In spite of this knowledge, Maine continues to limit noise with only an antiquated dBA criteria, a criteria and measurement that basically ignores low frequency noise. Why? The science is straightforward and the same instruments that measure dBA levels can measure dBC noise levels.
Evidently only increased public awareness and public demand for action will result in essential regulatory changes being made. A Google of “Dr. Nina Pierpont” or “Wind Turbine Syndrome” is suggested as one of many readily available online sources for pertinent, in-depth, peer reviewed information and concrete recommendations for adequate turbine setback distances.

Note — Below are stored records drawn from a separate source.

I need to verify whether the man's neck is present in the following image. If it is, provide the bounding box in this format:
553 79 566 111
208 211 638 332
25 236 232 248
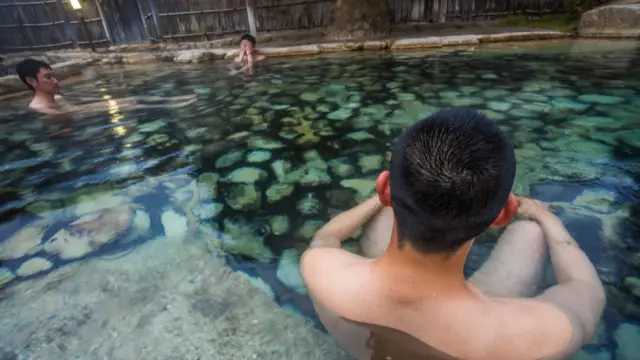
32 91 56 105
373 228 475 297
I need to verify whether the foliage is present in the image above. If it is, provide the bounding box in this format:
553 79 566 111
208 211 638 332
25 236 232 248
569 0 609 15
498 14 580 32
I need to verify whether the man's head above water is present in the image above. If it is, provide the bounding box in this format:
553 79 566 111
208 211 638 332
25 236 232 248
376 108 518 254
16 59 58 94
240 34 256 46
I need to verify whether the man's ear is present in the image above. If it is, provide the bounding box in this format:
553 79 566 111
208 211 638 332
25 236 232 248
26 76 38 88
376 170 391 206
491 193 518 228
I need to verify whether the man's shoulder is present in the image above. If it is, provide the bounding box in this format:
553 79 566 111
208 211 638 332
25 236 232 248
300 248 372 314
487 297 576 358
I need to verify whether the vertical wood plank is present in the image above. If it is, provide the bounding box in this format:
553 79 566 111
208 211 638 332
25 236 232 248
14 2 38 48
94 0 113 44
438 0 448 22
245 0 257 36
148 0 162 39
133 0 151 40
55 0 77 47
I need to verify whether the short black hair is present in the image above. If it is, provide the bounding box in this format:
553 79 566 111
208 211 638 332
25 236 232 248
16 58 51 91
389 108 516 254
240 34 256 46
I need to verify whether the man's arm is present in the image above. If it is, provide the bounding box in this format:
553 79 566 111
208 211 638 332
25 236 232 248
309 196 384 249
233 47 247 64
521 198 606 348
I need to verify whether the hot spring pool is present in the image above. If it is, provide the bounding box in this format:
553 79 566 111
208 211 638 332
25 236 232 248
0 38 638 359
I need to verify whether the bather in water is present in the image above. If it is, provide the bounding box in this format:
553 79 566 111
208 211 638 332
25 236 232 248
301 108 606 360
15 59 197 117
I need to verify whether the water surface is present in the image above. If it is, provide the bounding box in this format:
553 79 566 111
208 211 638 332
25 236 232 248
0 38 639 360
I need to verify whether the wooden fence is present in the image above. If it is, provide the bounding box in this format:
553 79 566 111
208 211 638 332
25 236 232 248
391 0 569 23
0 0 578 53
0 0 110 51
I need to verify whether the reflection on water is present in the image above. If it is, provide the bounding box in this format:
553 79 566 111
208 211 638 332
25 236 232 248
0 39 639 359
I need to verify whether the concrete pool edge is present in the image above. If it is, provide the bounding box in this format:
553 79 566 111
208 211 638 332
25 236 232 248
0 31 569 96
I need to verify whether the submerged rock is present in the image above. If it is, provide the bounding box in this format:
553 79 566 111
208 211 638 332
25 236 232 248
358 155 384 173
215 150 245 168
162 209 189 241
449 97 484 107
623 277 640 298
16 257 53 277
270 215 290 236
566 140 611 156
266 184 295 203
271 160 292 182
247 136 284 149
138 120 167 133
329 158 355 178
573 189 617 214
192 202 224 220
0 268 15 288
617 129 640 149
346 131 375 141
300 92 322 102
327 108 353 121
225 167 268 184
246 150 272 163
297 193 322 216
297 220 324 239
482 89 510 98
0 220 49 260
44 205 135 260
220 218 273 263
225 184 261 211
341 179 376 202
277 249 306 294
198 173 219 199
578 94 625 105
571 116 620 129
614 322 640 360
487 101 512 112
552 98 589 112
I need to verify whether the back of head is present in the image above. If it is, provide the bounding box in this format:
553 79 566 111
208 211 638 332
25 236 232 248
389 108 516 254
240 34 256 46
16 58 51 91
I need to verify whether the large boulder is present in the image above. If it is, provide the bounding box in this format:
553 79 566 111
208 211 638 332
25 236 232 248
0 75 25 95
579 4 640 37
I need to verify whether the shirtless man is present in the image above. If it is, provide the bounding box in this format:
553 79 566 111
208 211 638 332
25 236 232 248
301 108 606 360
16 58 196 116
231 34 266 76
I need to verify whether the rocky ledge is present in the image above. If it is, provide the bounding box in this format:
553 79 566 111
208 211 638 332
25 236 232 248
0 233 349 360
579 4 640 37
0 31 568 96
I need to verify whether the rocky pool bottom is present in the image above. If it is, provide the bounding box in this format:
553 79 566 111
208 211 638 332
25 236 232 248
0 39 639 359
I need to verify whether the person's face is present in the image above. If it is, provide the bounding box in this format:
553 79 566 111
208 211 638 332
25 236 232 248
28 67 59 94
241 39 254 53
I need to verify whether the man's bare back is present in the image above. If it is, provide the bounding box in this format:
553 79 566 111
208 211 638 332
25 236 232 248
301 109 605 360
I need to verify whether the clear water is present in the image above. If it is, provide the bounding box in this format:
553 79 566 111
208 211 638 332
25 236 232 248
0 39 638 359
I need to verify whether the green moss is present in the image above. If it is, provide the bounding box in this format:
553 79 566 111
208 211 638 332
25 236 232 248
498 14 580 32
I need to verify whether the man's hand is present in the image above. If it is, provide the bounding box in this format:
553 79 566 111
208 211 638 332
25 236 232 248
517 196 549 221
309 195 384 249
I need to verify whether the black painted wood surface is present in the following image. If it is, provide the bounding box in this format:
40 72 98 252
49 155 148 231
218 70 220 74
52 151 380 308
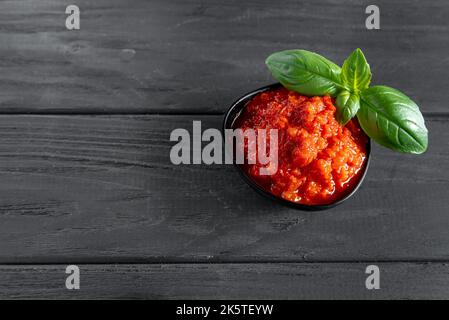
0 0 448 299
0 0 447 113
2 263 449 299
0 115 447 264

The current practice of making homes unlivable and property unusable in order to develop wind energy is not right and is not necessary. The solution is as simple as providing adequate setback from homes in the development stage of the project. The ball is in the court of the MDEP and they have yet to respond to a need that becomes ever more clear with each new wind power project.

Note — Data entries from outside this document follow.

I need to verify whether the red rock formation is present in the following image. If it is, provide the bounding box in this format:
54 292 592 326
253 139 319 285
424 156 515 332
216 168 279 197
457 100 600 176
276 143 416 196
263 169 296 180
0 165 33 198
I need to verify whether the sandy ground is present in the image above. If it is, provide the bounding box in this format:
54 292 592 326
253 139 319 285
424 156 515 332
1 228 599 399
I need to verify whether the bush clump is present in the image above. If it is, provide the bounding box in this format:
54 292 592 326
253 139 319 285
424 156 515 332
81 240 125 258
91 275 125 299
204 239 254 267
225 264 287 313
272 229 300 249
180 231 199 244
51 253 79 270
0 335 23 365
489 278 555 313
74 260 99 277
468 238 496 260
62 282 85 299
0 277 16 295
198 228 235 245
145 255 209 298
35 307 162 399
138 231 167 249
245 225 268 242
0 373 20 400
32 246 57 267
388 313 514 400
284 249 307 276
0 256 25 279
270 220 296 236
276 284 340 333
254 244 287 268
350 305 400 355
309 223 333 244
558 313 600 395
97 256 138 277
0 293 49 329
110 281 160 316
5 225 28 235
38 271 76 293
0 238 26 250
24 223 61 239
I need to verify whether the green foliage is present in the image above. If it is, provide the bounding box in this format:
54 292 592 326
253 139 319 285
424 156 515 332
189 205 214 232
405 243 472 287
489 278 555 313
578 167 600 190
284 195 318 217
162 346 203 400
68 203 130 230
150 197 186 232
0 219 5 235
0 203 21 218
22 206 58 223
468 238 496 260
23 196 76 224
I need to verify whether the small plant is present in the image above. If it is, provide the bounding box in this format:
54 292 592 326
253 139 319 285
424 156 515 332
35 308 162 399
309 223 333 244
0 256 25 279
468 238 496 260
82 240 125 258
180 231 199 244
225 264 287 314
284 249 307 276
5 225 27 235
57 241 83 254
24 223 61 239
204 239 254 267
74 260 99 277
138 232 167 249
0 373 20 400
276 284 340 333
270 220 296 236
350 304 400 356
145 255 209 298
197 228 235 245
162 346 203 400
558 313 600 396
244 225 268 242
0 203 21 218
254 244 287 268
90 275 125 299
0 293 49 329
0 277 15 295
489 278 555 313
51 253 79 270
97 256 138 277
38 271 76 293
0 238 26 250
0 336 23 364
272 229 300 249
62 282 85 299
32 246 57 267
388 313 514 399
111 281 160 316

The MDEP should immediately call a halt to this critically flawed permitting process. All pending wind turbine projects should be frozen until the permitting process is updated and the restrictions on noise levels is adjusted to meet World Health Organization recommendations, as a minimum. Noise measurements using the dBC weighted scale should become common practice for industrial size wind power projects and safe levels of low frequency noise established and included in site development rules.

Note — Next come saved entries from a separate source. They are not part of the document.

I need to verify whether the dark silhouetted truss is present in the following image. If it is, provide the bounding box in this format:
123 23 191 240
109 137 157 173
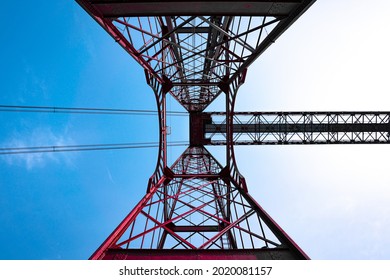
74 0 389 260
195 111 390 145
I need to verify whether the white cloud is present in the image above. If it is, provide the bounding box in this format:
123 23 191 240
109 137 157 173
19 64 50 101
2 126 76 170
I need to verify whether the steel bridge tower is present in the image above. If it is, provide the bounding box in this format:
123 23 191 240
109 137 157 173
76 1 390 260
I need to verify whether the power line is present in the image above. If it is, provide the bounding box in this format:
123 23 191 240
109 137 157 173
0 105 188 116
0 141 189 155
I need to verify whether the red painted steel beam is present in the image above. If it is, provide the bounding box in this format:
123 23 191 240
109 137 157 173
236 187 310 260
89 175 167 259
198 209 256 249
168 224 220 232
172 174 221 179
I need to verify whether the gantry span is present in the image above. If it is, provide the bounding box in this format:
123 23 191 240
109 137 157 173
76 1 389 260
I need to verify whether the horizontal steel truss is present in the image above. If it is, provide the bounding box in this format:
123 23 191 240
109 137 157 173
76 0 315 111
205 111 390 145
90 146 308 260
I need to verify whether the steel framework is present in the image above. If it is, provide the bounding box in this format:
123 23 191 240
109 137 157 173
76 0 388 260
199 111 390 145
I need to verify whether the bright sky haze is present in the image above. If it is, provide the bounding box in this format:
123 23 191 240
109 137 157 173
1 0 390 260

Does it not seem entirely reasonable that Maine citizens should expect environmental protection from our Department of Environmental Protection? The situation now is that each small rural town must hire lawyers and noise experts to develop protective covenants or suffer the consequences.

Dennis Small
Oakfield

Real Aroostook Republicans on the move

To the editor:
In recent months, it has become very apparent that Maine people are fed up to the eyeballs with having the choice only between Democrats (read: socialists or progressives) and Neocon Republicans (read: Rockefeller liberals) when it comes to state and federal elections. Aroostook County’s leadership back towards true conservative republicanism was never more evident than when Aroostook voters led the state in rejecting gay marriage by more than 73 percent of the vote a couple months back. Additionally, your Aroostook County Republican Committee (ACRC) made state and national (Internet) headlines, if not Maine major media headlines with our overwhelming vote asking Senator Olympia Snowe to go over and join the Democrats in the Senate where she belongs. We also censured both Snowe and Sen. Susan Collins for their votes on the stimulus package in recent months, and called for “Truly Clean Elections” where all state and federal-level candidates taking money from either the Snowe or Collins machines would be ineligible for ACRC endorsement.
In Aroostook County, real Republicans still hold sway, and you can bet the Maine GOP is not pleased, though they know that momentum is with the real conservatives in this country. If getting back to the Constitution and enforcing all of our Bill of Rights sounds like something you’d like to be a part of, you should know that the Republican caucus for all towns in southern Aroostook will be held soon, at the Houlton Fire Station on Saturday, March 13th at 3 p.m. This caucus is where we elect new members to the ACRC, delegates to the Maine State convention in May, and where we will hear from the Gubernatorial candidates and hold a straw poll. Be sure to come out and make your voice heard. If you, like me, are a former disenfranchised and disgusted Republican, I urge you to come out and give Republicanism, Aroostook County style, a try. I am pretty sure you will like what you see and hear.
Machine politics in this state is on its deathbed. Come out and help us drive a stake through its heart!